Pero los efectos de esta presión se hacen visibles en las reservas comerciales de crudo de Estados Unidos, que cayeron a su nivel más bajo desde 2018, con una disminución de más de 7 millones de barriles, según datos de la EIA. Esto es otra señal de que las reservas del mercado petrolero se están reduciendo a medida que aumentan las tensiones en la guerra con Irán.

Las reservas en Cushing, Oklahoma, el principal centro de almacenamiento comercial de crudo de Estados Unidos, se encuentran por debajo de los 20 millones de barriles, un nivel considerado como el mínimo operativo. Además, la prima por la compra de un barril de crudo para entrega en septiembre, en comparación con octubre, aumentó aún más el miércoles, lo que refleja la preocupación del mercado por la disponibilidad de suministro inmediato.

Sin duda, los mercados mundiales de petróleo crudo han demostrado una notable resistencia este año, pero el panorama para los combustibles es mucho más frágil.

Escasez mundial de combustible mantiene la presión sobre EU

Rusia, aún afectada por los ataques con drones ucranianos a sus refinerías, ha prohibido las exportaciones de gasolina hasta fin de año y contempla extender un mes más la prohibición vigente del diésel. En Oriente Medio, las refinerías se enfrentan a la incertidumbre del transporte marítimo en el estrecho de Ormuz. Los márgenes de beneficio del diésel en Estados Unidos se encuentran cerca de máximos históricos.

Mientras tanto, países desde Europa hasta Sudamérica luchan por conseguir suministros de combustible, lo que ha disparado las exportaciones estadounidenses. Esto está ralentizando la reposición de las reservas estadounidenses, a pesar de que las refinerías operan a niveles casi récord. Las exportaciones de gasolina se mantienen en torno a los promedios estacionales, mientras que las de combustibles destilados como el diésel alcanzaron niveles cercanos a los máximos históricos.

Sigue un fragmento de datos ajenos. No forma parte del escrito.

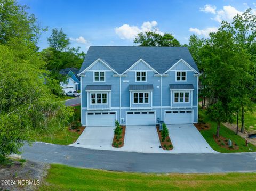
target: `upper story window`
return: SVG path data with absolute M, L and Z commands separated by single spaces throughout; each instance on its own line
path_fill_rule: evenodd
M 189 92 L 174 92 L 174 103 L 189 103 Z
M 91 93 L 91 104 L 107 104 L 107 93 Z
M 136 81 L 146 81 L 146 72 L 136 72 Z
M 133 103 L 148 103 L 148 93 L 134 93 Z
M 187 81 L 186 72 L 176 72 L 176 81 Z
M 94 82 L 105 82 L 105 72 L 94 72 Z

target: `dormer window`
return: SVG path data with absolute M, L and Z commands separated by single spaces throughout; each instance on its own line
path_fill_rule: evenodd
M 105 82 L 105 72 L 94 72 L 94 82 Z
M 136 81 L 146 81 L 146 72 L 136 72 Z
M 176 81 L 186 81 L 186 72 L 176 72 Z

Las reservas de gasolina en Estados Unidos se mantuvieron prácticamente sin cambios la semana pasada, alcanzando su nivel más bajo para esta época del año desde 2012. Y si bien las reservas de combustible destilado aumentaron en 1.1 millones de barriles, el ritmo de incremento, relativamente lento, significa que las existencias estadounidenses se encuentran ahora en su nivel más bajo para esta época del año desde el 2000.

Es posible que surjan más problemas para las reservas de combustible en Estados Unidos. La refinería de Motiva Enterprises LLC en Port Arthur, en la costa del Golfo de Texas, la más grande del país, cerró el lunes una unidad clave para la producción de gasolina, según informó una persona familiarizada con las operaciones.